Birkner observa que o nível de conhecimento sobre eventos históricos varia bastante. "A maioria sabe sobre Adolf Hitler e conhece o termo nacional-socialismo. Alguns também sabem sobre o Holocausto, mas esse conhecimento é seletivo e contém muitas áreas em branco", afirma o professor.

•        Origem migratória e conhecimento histórico

Ele diz que o fato de um aluno ter origem migratória não necessariamente influencia seu conhecimento histórico. A escola em que leciona está localizada no bairro berlinense de Kreuzberg, bastante diversificado, e é frequentada por alunos de origens diferentes.

"Temos muitos estudantes que mudaram recentemente para a Alemanha ou que nasceram aqui de pais que vieram de outros países. Temos crianças que vêm de famílias que vivem em boas condições e outras que precisam de apoio financeiro do Estado. É muito diversificado", explica o professor.

"A meu ver, a questão não é tanto o país de origem da criança, mas sim, as tendências às quais elas estão expostas em casa. Se conversa sobre política e história? E caso isso ocorra, de que maneira se desenrola? As crianças são encorajadas a se desenvolverem quando estão fora da escola? Esse é o ponto crucial. A influência da migração e dos fatores socioeconômicos é bem menor."

Birthe Pater, da Arolsen Archives, tem opinião semelhante. "Pela minha experiência, não posso confirmar a presunção de que crianças de famílias de origem migratória sejam menos interessadas ou tenham menos conhecimento."

"Isso porque, com frequência, quando perguntamos aos jovens de que maneira tiveram o primeiro contato com o tema do nazismo, eles geralmente mencionam a escola ou filmes. O país de origem deles tem importância menor", completou.

•        Necessidade de mais aulas de história

Birkner se queixa que um dos grandes desafios é o tempo limitado para tratar de temas tão complexos. "Sinto um pouco dor de estômago toda vez que tento esmiuçar o material da maneira mais adequada possível, ao mesmo tempo sem ser superficial. Na minha opinião, devemos ensinar mais história, política e ciências sociais".

Pater concorda com essa afirmação. "Temos espaço para lidar com esses temas no currículo escolar e estamos bem mais adiantados do que outras sociedades nesse quesito."

"Mas podemos argumentar que aprender sobre o tema somente no nono ano do ensino fundamental é muito tardio. Isso também depende do tipo de educação que os estudantes recebem. Em algumas escolas, o tema é tratado somente uma vez", observou.

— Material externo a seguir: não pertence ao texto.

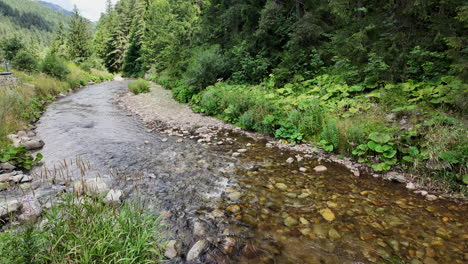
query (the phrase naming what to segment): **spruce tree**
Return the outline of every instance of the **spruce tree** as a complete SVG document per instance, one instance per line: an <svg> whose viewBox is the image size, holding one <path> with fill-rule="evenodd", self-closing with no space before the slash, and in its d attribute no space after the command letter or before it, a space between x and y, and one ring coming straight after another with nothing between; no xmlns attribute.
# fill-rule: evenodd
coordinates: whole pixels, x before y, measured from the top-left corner
<svg viewBox="0 0 468 264"><path fill-rule="evenodd" d="M75 6L68 31L68 57L82 62L91 56L91 30L89 22L80 15Z"/></svg>

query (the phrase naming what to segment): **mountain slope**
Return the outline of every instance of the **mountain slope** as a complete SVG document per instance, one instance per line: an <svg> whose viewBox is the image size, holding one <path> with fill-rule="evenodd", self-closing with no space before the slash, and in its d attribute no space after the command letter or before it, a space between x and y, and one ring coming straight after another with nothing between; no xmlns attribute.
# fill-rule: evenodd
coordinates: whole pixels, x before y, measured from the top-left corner
<svg viewBox="0 0 468 264"><path fill-rule="evenodd" d="M49 9L60 12L60 13L65 14L67 16L71 16L71 14L72 14L71 11L68 11L68 10L66 10L65 8L63 8L63 7L59 6L59 5L49 3L49 2L46 2L46 1L38 1L38 2L41 3L43 6L49 8Z"/></svg>
<svg viewBox="0 0 468 264"><path fill-rule="evenodd" d="M19 36L41 47L50 44L53 32L69 17L32 0L0 0L0 39Z"/></svg>

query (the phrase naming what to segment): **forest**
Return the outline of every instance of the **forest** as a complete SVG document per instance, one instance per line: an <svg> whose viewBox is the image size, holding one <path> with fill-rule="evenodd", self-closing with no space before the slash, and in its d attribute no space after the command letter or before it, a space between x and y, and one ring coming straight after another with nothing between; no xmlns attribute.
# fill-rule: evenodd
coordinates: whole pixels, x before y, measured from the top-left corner
<svg viewBox="0 0 468 264"><path fill-rule="evenodd" d="M195 111L466 192L467 23L459 0L121 0L93 46Z"/></svg>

"Outra questão é se o tema do nazismo deve ser ensinado somente nas aulas de história ou se pode ser incluído em outras matérias, como alemão", diz Pater.

Ao final do período de 15 minutos, os resultados do exercício dos anjinhos e diabinhos são apresentados à classe. O professor traça uma linha e separa o quadro em duas metades. De um lado ele escreve "tomada de poder", e do outro, "transição de poder". Os votos dos alunos se dividem entre os dois temas.

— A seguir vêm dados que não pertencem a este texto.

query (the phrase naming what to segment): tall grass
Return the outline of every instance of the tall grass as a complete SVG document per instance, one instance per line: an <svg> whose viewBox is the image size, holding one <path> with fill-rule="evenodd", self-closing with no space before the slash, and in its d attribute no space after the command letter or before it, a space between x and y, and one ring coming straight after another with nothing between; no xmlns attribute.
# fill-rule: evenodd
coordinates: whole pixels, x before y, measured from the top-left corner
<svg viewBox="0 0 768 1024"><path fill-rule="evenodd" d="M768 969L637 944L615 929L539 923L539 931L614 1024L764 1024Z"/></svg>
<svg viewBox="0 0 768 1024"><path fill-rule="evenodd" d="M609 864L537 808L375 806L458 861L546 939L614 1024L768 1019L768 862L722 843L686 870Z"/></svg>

Depois de tudo o que aprenderam na aula, cada aluno poderá decidir de que maneira vai enxergar os eventos de 1933.

Ao final, o professor anuncia que as aulas serão encerradas mais cedo em razão de uma reunião de professores. A comemoração dos alunos é tanta que quase não se consegue ouvir o sino da escola.

 

       Alemanha indicia ex-guarda nazista de 98 anos

 

Um homem de 98 anos foi indiciado por cumplicidade no assassinato de mais de 3.300 pessoas em um campo de concentração nazista na época da Segunda Guerra Mundial, informaram autoridades alemãs nesta sexta-feira (01/09).

O alemão era adolescente quando começou a trabalhar como vigia da organização paramilitar nazista Schutzstaffel (SS) no campo de concentração de Sachsenhausen em julho de 1943 e atuou no local até e fevereiro de 1945.

Os promotores alegaram que o homem "apoiou o assassinato cruel e traiçoeiro de milhares de prisioneiros como membro da guarda da SS" naquela época.

Sachsenhausen estava situado ao norte de Berlim. Mais de 200 mil pessoas foram detidas neste campo de concentração, incluindo judeus, presos políticos e outras vítimas da perseguição nazista. Os estudiosos sugerem que cerca de 40 mil a 50 mil prisioneiros foram mortos no lugar.

Uma avaliação psiquiátrica concluiu que o homem de 98 anos, cujo nome não foi divulgado, está apto para ir a julgamento. No entanto, dada a sua pouca idade na época do alegado crime, um tribunal de menores em Hanau decidirá se abrirá o processo.

•        Casos julgados tardiamente

A condenação do ex-guarda nazista John Demjanjuk em 2011 abriu um precedente na lei alemã, permitindo que outros fossem processados por suas ações durante o Holocausto. Desde então, a Alemanha tem visto uma série de processos contra antigos membros da SS.

Demjanjuk se tornou o primeiro réu condenado na Alemanha apenas por servir como guarda num campo de concentração, mesmo sem provas de envolvimento concreto em atos criminosos. Sentenciado a cinco anos de prisão, ele morreu em março de 2012, aos 91 anos, sem cumprir a pena.

Em maio de 2022, promotores do estado alemão de Brandemburgo pediram que um homem de 101 anos, que atuou como guarda de um campo de concentração durante o regime nazista, fosse condenado a cinco anos de prisão. Josef S., se declarou inocente. Ele é a pessoa mais velha a ser acusada de cumplicidade em crimes de guerra durante o Holocausto.

Em dezembro de 2022, uma mulher de 97 anos, ex-secretária de um antigo campo de concentração nazista, foi condenada a dois anos de prisão com pena suspensa — ou seja, não precisou ir para a cadeia. Irmgard F. foi considerada culpada de cumplicidade na morte de mais de 10 mil pessoas no campo de concentração de Stutthof, que hoje fica em território polonês.

De acordo com a acusação, ela trabalhou como datilógrafa e secretária do comandante do campo, Paul Werner Hoppe, de 1943 a 1945, quando tinha entre 18 e 19 anos — motivo pelo qual o processo foi julgado em uma câmara juvenil.

Em 2020, um ex-guarda do campo de concentração de Stutthof, então com 93 anos, foi condenado por um tribunal de Hamburgo. Bruno D. era acusado de cumplicidade no homicídio de 5.230 pessoas.

Em 2016, o ex-vigia do campo de concentração de Auschwitz Reinhold H. foi condenado a cinco anos de prisão pelo Tribunal Estadual de Detmold. O aposentado de 94 anos respondia por cumplicidade em 170 mil homicídios praticados entre 1943 e 1944, quando era membro da SS.